I thought about this during my afternoon walking practice. Small creatures come out to gawk at me while I walk the length of our lot and the empty one next door. A jackrabbit paused in front of me and watched as I made my slow progression up the driveway towards him. Mockingbirds and great black crows soared overhead. Out of the corner of my eye I could see a squirrel making a trip up the elm beside the house pause and watch as I passed by. As I did my routine, troubling thoughts arose. Doubts, some about myself, some about others, and some that just arose from nowhere at all seeped into my mind. I did not ignore them, nor did I explore them. I watched, putting doubt into the path of the Chest Cauldron practice, and let them go. They were, after all, only phantasms of the mind and not real.
(If you want to learn how to do this practice contact lama at his website http://www.lamajigme.com )

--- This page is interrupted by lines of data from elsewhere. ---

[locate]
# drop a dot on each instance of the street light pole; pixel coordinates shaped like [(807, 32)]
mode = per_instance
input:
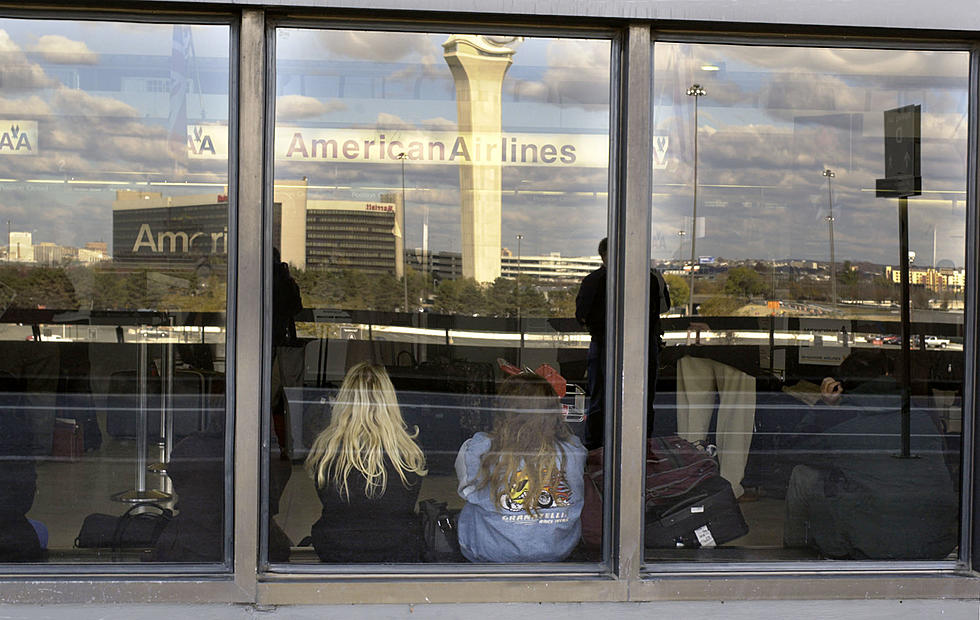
[(696, 91), (830, 222), (402, 157), (518, 287)]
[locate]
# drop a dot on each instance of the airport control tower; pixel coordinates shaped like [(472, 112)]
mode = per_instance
[(478, 65)]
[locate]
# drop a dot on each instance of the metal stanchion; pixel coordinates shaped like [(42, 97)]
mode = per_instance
[(140, 493), (166, 404)]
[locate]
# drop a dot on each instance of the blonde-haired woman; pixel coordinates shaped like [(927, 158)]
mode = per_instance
[(368, 470), (523, 482)]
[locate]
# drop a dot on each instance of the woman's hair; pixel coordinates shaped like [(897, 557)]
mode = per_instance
[(525, 443), (366, 427)]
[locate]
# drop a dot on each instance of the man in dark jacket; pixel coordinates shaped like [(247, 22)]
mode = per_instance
[(590, 311)]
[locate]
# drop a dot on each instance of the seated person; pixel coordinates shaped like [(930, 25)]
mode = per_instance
[(851, 488), (19, 538), (523, 482), (368, 472), (699, 379)]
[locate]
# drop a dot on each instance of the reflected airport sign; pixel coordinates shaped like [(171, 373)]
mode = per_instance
[(320, 144), (903, 176), (18, 137)]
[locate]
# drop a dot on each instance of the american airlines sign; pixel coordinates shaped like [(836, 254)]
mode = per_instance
[(18, 137), (429, 148)]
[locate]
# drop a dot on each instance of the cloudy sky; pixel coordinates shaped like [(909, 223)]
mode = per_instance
[(772, 120)]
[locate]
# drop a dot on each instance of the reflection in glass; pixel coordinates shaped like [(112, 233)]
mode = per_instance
[(437, 200), (113, 190), (788, 369)]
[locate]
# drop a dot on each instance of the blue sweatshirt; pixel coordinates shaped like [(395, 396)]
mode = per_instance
[(498, 529)]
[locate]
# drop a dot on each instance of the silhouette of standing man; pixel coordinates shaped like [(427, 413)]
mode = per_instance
[(590, 311)]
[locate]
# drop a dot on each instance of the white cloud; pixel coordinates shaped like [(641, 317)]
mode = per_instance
[(79, 103), (578, 74), (376, 46), (16, 72), (57, 49), (295, 107)]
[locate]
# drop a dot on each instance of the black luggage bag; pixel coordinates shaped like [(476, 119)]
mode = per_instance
[(706, 516)]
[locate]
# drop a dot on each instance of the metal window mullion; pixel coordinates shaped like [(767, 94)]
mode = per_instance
[(629, 297), (249, 309), (969, 551)]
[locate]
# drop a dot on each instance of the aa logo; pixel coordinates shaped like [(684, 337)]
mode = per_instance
[(18, 137), (199, 142)]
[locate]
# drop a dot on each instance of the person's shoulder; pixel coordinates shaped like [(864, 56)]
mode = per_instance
[(595, 277), (480, 442), (573, 446)]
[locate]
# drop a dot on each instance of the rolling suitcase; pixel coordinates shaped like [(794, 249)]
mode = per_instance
[(706, 516)]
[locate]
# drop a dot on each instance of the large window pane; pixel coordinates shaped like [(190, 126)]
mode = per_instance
[(837, 437), (113, 188), (438, 199)]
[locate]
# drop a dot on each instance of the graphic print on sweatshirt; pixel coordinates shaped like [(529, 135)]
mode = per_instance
[(555, 494)]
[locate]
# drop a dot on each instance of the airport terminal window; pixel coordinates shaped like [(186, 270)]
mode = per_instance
[(426, 355), (113, 291), (787, 374)]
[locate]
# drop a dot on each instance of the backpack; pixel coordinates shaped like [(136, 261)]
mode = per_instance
[(674, 466)]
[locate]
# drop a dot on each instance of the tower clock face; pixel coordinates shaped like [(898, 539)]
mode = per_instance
[(500, 40)]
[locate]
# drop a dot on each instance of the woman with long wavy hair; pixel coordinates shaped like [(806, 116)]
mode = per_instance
[(368, 471), (523, 482)]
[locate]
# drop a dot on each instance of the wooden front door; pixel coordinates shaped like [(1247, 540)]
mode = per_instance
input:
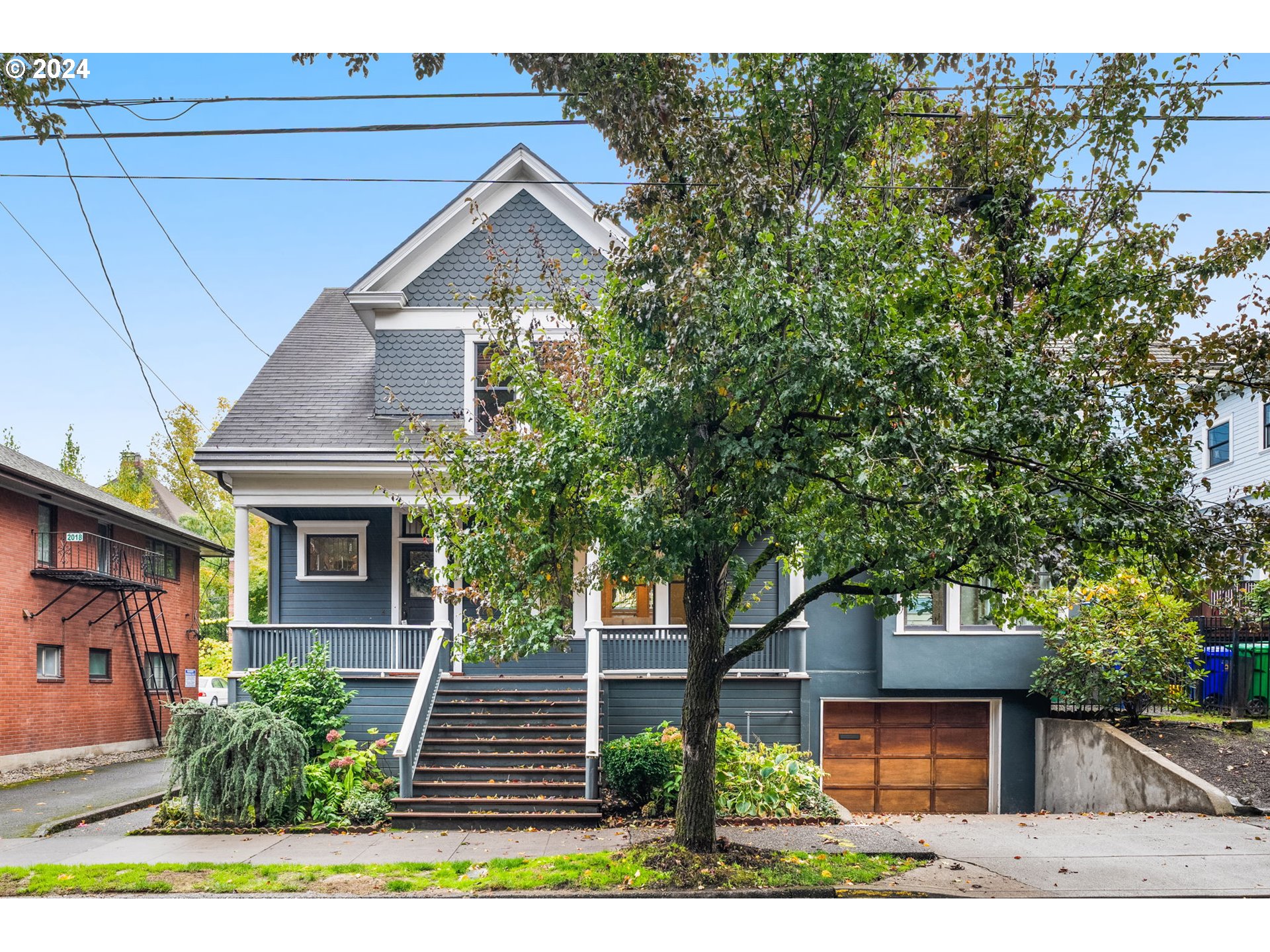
[(907, 756), (417, 604)]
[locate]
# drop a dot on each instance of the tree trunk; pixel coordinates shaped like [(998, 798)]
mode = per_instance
[(708, 630)]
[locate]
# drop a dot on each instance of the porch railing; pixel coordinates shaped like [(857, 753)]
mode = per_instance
[(666, 649), (87, 554), (351, 647)]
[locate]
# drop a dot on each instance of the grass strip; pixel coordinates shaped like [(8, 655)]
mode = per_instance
[(648, 867)]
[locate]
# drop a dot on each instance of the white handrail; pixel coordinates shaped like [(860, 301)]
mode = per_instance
[(592, 776), (418, 697)]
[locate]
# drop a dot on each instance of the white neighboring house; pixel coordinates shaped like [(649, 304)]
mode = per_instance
[(1234, 451)]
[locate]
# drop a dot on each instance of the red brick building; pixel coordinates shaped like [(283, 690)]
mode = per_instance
[(98, 617)]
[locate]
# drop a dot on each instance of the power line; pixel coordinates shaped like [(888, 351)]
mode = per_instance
[(390, 127), (527, 124), (338, 179), (132, 346), (1188, 117), (560, 95), (95, 310), (171, 241)]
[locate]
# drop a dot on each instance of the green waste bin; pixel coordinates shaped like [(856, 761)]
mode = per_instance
[(1253, 676)]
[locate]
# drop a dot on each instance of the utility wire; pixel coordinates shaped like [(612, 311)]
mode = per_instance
[(132, 346), (337, 179), (95, 310), (525, 124), (534, 95), (392, 127), (171, 241)]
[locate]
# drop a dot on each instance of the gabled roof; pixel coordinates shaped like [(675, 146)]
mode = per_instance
[(316, 393), (520, 171), (21, 471)]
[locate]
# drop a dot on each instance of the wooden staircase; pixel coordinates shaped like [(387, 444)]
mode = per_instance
[(502, 750)]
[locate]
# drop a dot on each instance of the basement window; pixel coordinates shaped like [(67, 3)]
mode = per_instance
[(99, 664)]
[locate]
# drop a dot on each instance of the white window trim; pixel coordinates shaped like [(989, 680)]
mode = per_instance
[(329, 527), (1230, 444), (952, 621)]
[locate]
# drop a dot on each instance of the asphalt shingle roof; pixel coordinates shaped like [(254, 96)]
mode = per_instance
[(28, 470), (316, 391)]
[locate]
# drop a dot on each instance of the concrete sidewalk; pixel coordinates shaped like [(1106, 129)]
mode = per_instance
[(414, 846), (1078, 855), (27, 807)]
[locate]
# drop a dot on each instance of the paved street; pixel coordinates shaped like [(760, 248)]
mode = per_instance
[(24, 808), (1127, 855)]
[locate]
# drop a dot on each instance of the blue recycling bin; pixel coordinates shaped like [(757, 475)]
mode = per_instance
[(1210, 692)]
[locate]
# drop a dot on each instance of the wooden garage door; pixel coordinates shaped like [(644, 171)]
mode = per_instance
[(907, 756)]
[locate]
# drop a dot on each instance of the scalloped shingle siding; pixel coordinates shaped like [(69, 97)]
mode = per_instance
[(461, 273)]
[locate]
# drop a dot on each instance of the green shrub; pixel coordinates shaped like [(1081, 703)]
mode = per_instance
[(1118, 645), (365, 808), (342, 771), (635, 767), (312, 694), (241, 764), (751, 779)]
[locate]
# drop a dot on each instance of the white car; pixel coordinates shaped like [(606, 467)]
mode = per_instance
[(214, 691)]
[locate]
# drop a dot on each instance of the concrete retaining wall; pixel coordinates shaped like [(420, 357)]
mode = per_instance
[(1091, 767)]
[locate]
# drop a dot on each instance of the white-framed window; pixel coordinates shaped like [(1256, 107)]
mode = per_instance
[(1218, 444), (331, 550), (48, 662), (960, 610), (160, 670)]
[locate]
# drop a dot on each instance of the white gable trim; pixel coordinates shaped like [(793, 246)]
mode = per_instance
[(455, 221)]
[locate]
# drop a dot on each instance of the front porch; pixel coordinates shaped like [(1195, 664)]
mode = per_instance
[(359, 580)]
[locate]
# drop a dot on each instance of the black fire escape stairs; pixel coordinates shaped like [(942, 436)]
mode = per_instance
[(125, 576)]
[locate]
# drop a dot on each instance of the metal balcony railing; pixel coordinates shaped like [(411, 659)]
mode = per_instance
[(89, 557)]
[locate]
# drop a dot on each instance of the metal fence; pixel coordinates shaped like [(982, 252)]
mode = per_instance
[(1235, 662)]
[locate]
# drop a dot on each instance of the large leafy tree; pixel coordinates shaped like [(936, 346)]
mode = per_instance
[(898, 333)]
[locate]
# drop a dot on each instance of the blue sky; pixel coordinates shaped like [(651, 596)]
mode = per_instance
[(267, 249)]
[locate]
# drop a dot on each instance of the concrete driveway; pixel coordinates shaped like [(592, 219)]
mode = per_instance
[(27, 807), (1078, 855)]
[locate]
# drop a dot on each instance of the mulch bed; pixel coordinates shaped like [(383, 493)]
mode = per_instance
[(1238, 764)]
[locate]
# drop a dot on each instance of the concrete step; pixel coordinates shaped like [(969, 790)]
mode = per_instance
[(509, 733), (492, 805), (459, 820), (501, 771), (498, 787)]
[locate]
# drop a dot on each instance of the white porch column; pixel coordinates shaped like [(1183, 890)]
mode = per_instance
[(595, 606), (441, 626), (798, 627), (595, 610), (241, 564)]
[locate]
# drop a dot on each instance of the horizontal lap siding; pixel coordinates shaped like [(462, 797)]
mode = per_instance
[(763, 588), (380, 702), (573, 662), (335, 602), (630, 706)]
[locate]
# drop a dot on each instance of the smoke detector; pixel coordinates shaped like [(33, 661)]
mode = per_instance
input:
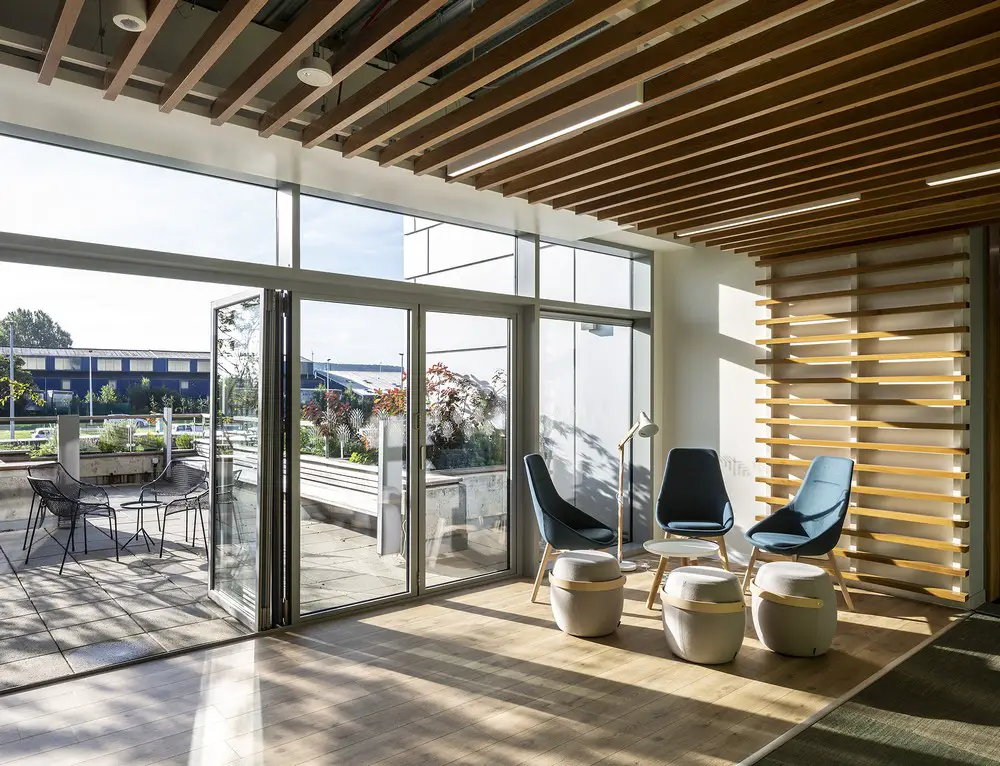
[(130, 15), (315, 71)]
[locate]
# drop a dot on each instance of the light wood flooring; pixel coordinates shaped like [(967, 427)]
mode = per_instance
[(480, 677)]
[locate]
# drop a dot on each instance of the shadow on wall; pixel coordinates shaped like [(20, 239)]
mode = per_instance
[(593, 486), (712, 367)]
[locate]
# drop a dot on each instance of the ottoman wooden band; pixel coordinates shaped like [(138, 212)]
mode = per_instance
[(779, 598), (708, 607), (589, 586)]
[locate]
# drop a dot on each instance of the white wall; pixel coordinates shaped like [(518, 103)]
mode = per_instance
[(705, 337)]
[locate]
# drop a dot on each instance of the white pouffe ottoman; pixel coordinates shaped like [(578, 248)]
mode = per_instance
[(794, 608), (587, 593), (704, 615)]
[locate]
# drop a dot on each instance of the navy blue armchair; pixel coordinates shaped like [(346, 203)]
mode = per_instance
[(562, 525), (812, 523), (693, 501)]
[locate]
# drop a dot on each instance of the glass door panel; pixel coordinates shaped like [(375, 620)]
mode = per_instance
[(354, 511), (243, 419), (467, 429)]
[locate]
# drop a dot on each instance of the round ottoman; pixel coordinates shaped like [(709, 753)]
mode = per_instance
[(794, 608), (587, 593), (703, 614)]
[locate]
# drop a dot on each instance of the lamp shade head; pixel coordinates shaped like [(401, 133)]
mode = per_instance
[(647, 427)]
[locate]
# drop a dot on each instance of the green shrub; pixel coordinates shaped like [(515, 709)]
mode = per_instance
[(151, 442)]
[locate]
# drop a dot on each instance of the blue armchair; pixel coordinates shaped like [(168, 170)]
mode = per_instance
[(563, 526), (693, 501), (812, 523)]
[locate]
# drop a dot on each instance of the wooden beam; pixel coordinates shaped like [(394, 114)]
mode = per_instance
[(134, 47), (62, 28), (875, 205), (888, 54), (770, 155), (840, 315), (391, 24), (551, 32), (879, 182), (846, 423), (865, 335), (756, 30), (221, 33), (960, 133), (862, 380), (898, 287), (600, 50), (868, 268), (802, 401), (308, 26), (960, 217), (892, 470), (758, 135), (457, 38), (916, 239), (904, 356)]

Like the roses in the store, a person's practice can be outwardly beautiful but inwardly sterile, without a scent. Without a connection. Without the incredible smell a rose can be as superficial as as a silk or plastic rose, and just as disatisfying. I want my practice to be like the little antique roses in my garden. Smallish, sure, no where near as beautiful as the perfectly manicured roses in the store, my roses ramble along, are a bit worn around the corners and occassionally bug eaten. But the scent they exude is bliss. Walking up and down the lot with my mala swinging in one hand and me muttering OM MANI PADME HUM while I practice may look messy to some, perhaps even silly to others; even to summer brown jackrabbits, but its meditation born like my roses, from graftings and sun and wind and rain, through difficulties and lots of love and good food; and most of all authentic practice. Not beautiful, not sterile, but real, from the heart.